I have a large binary data file which I want to load into a C array for fast access. The data file just contains a sequence of 4 byte ints.
I get the data via the pkgutil.get_data function, which returns a binary string. the following code works:
import pkgutil
import struct
cdef int data[32487834]
def load_data():
global data
py_data = pkgutil.get_data('my_module', 'my_data')
for i in range(32487834):
data[i] = <int>struct.unpack('i', py_data[4*i:4*(i+1)])[0]
return 0
load_data()
The problem is that this code is quite slow. Reading the whole data file can take 7 or 8 seconds. Reading the file directly into an array in C only takes 1-2 seconds, but I want to use pkgutil.get_data so that my module can reliably find the data whereever it gets installed.
So, my question is: what's the best way to do this? Is there a way to directly cast the data as an array of ints without all the calls to struct.unpack? And, as a secondary question, is there a way to simply get a pointer to the data to avoid copying 120MB of data unnecessarily?
Alternatively, is there a way to make pkgutil return the file path to the data instead of the data itself (in which case I can use C file IO to read the file quite quickly.
EDIT:
Just for the record, here's the final code used (based on Veedrac's answer):
import pkgutil
from cpython cimport array
import array
cdef int[:] data
cdef void load_data():
global data
py_data = pkgutil.get_data('my_module', 'my_data')

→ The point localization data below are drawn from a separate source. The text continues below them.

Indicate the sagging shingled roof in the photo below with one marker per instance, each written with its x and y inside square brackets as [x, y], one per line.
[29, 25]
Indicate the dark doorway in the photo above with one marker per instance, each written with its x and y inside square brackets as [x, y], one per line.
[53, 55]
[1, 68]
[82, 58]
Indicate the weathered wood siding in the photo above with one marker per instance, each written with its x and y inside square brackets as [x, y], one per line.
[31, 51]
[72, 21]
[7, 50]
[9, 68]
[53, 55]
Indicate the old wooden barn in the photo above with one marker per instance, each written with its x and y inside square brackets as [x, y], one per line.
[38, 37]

data = array.array('i', py_data)
load_data()
Everything is quite fast.
Chances are you should really just use Numpy:
import numpy
import random
import struct
data = struct.pack('i'*100, *[random.randint(0, 1000000) for _ in range(100)])

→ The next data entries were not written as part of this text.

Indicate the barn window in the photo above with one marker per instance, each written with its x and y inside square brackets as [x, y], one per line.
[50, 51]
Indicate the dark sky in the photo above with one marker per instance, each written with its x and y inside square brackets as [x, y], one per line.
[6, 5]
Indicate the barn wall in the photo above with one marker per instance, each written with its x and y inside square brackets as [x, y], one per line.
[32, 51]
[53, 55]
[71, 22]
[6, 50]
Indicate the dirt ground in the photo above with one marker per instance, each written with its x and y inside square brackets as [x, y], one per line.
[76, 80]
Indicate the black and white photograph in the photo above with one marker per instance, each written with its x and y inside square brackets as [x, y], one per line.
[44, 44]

numpy.fromstring(data, dtype="int32")
#>>> array([642029, 967046, 599565, ...etc], dtype=int32)
Then just use any of the standard methods to get a pointer from that.
If you want to avoid Numpy, a faster but less platform-agnostic method would be to go via a char pointer:
cdef int *data_view = <int *><char *>data
This has lots of "undefined"-ness to it, so be careful. Also be careful not to modify the data!
A good compromize between the two would be to use cpython.array
:
from cpython cimport array
import array
def main(data):
cdef array.array[int] data_arr = array.array('i', data)
cdef int *data_ptr = data_arr.data.as_ints
which gives you well defined semantics and is fast with built-in libraries.